Dutch kickboxing icons pay tribute to Rico Verhoeven

Rico Verhoeven’s win over Benjamin Adegbuyi was as significant a win as he’s had so far in his illustrious kickboxing career. Not only did it mean Verhoeven would end 2016 as the GLORY heavyweight champion, but ‘The Dutch Prince of Kickboxing’ put on a dominant display in his home country of Holland in GLORY’s first-ever card in the country.

The performance not only had the 8,000 fans in attendance on their feet, but it also caused a stir among some of Holland’s kickboxing legends.

Among the onlookers in the arena that night were three living legends of the sport. Remy Bonajsky, Semmy Schilt and Ernesto Hoost are all multi-time heavyweight tournament champions, earning their laurels back when K-1 in Japan was the sport’s flagship organization.

All three declared themselves to be very impressed by Verhoeven’s performance against Benjamin Adegbuyi. The fight ended with a minute left in the first round after Verhoeven ended what had been a technical masterclass by landing a right hand which stopped his Romanian challenger.

“Rico looked sharp. Everything Rico did was landing. Right now he is the man,” enthused Remy ‘The Flying Gentleman’ Bonjasky.

“He would have fit in the Final 8 [back then] for sure, he would be right in there with me, Semmy, Ernesto, Peter [Aerts] and all the other top heavyweights. He would have fitted in there very well on tonight’s form.”

Ernesto Hoost agreed. “Rico was great. Everything was right. His kicking, punching and timing were all perfect. Benjamin had no chance at all. For sure he would have been up there. He is eager, sharp. Unreal. The way that he fought tonight he would have made it very difficult for all of us,” he said.

Schilt, sat between Bonjasky and Hoost on the ringside front row, also concurred. “I think Rico was very sharp when he entered the ring and he did a really good job. Being in Amsterdam maybe put a little pressure on him but he looked stronger than he did even in Paris, even thought it was the same opponent.”

All three declared themselves excited by Verhoeven’s performance but insisted they had no desire to be back in the ring themselves. “I am 50 years old and I had my time, life moves on,” smiled Hoost.

“Jealous? No, I fought in the biggest arenas so I have nothing to be jealous of. But this is one of the best GLORY cards I have ever seen. This has had some great fights, some great knockouts,” said Bonjasky.

Schilt echoed their sentiments. “I fought everyone there was to fight and I beat them all… What I do now is I have my own academy and I train all the kids, that is where my heart is. Of course when I see a fight like Rico’s my heart goes up, my adrenaline is pumping, but no, I have a good life now.”

All three also agreed that Verhoeven’s image is the one that the sport needs today. He, and they, were instrumental in the Amsterdam mayor’s office deciding to grant GLORY a license for the show, ending a five-year moratorium on events taking place in the city.

“They used to say that kickboxing events were networking events for the underworld.

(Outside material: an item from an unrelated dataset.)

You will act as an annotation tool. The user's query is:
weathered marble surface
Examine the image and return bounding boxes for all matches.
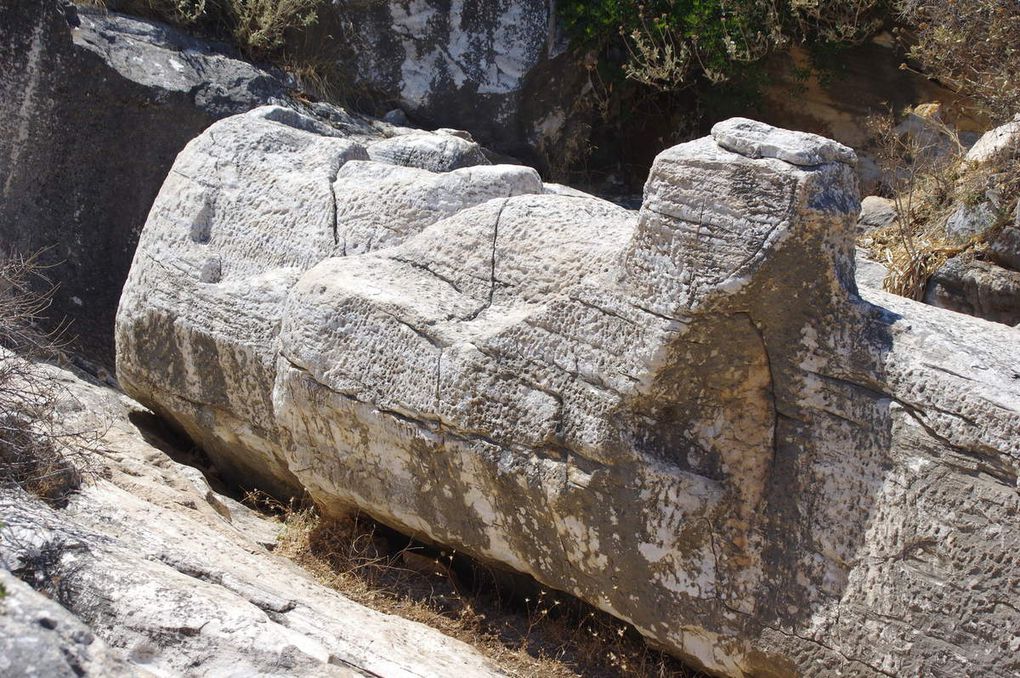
[117,112,1020,675]
[0,356,503,678]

I didn’t agree with that. Some of us spoke with the mayor and we were able to convince him that we are real sportsmen and this is a real sport and to give us a chance. So I am very happy about that,” explained Hoost. 

“It is good for kickboxing for Holland and maybe even good for kickboxing around the world because the rest of the world looks here…[Rico] is good-looking, well-spoken, has a good clean image, he is a very good ambassador for the sport.”

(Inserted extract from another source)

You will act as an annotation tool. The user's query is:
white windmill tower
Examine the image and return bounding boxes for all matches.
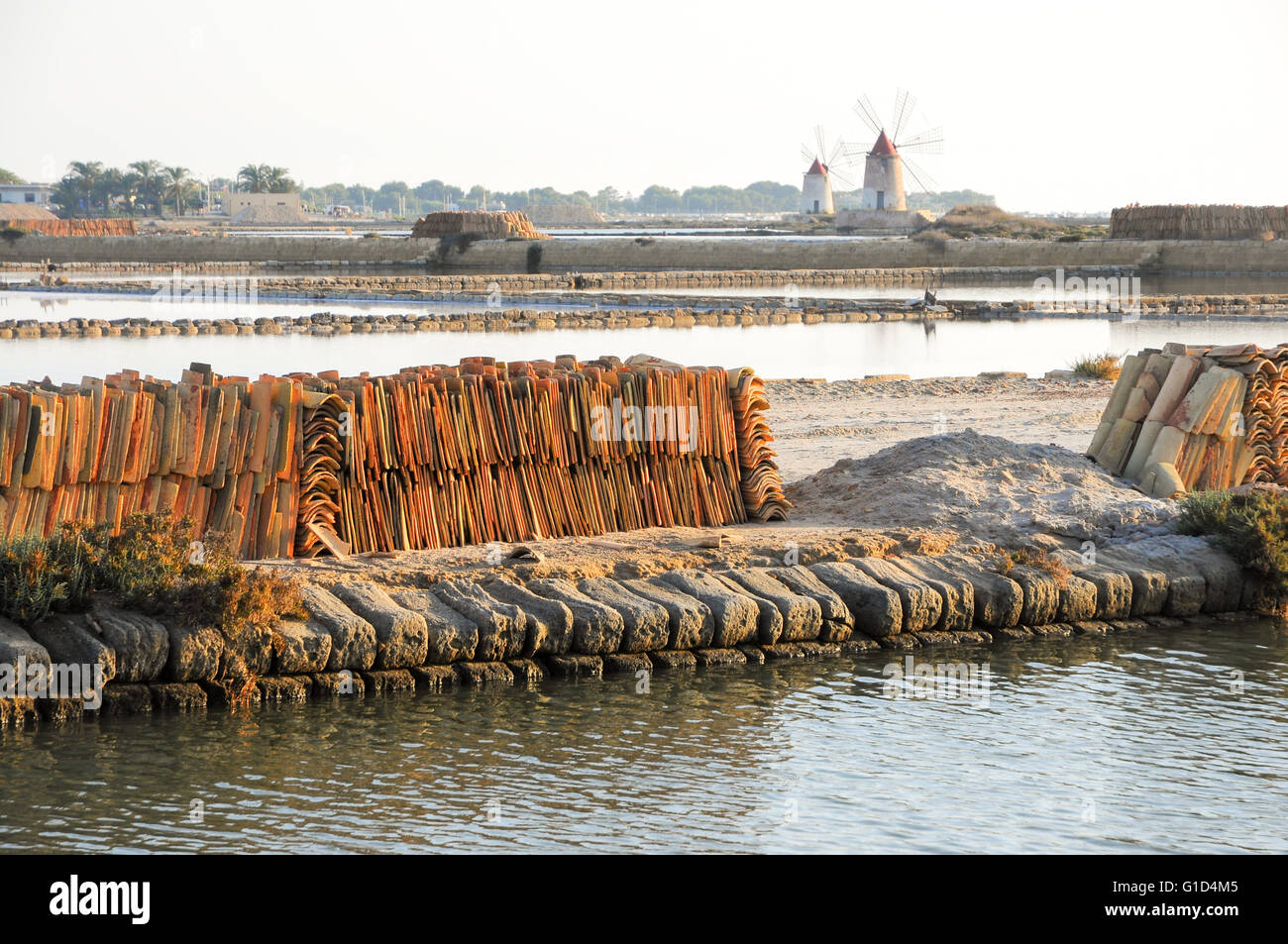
[802,125,850,215]
[845,89,944,210]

Schilt paid compliment to GLORY’s format, which is entirely sport-focused. Spectacle and pageantry takes a back seat to the action in the ring, which is where the elite combat athletes on the roster get to show their skills.

“I really like this setup. In Holland this is really unique. GLORY is set up more like a sports show but in the past, kickboxing events were set up more like an entertainment show – dancing girls, VIP tables next to the ring, people showing off there wanting to be seen… This [GLORY] show is more of a real sports event, an event for everybody, I like it very much,” he said.

The presence ringside of Amsterdam’s mayor and the national government’s sports minister excited Bonjasky’s interest.

“This is great for Amsterdam and great for kickboxing. You see the mayor here and it is just great, the event has been just flawless. He seems to be enjoying it, and the sports minister Schippel, so fingers crossed this means a new era for kickboxing here,” he beamed.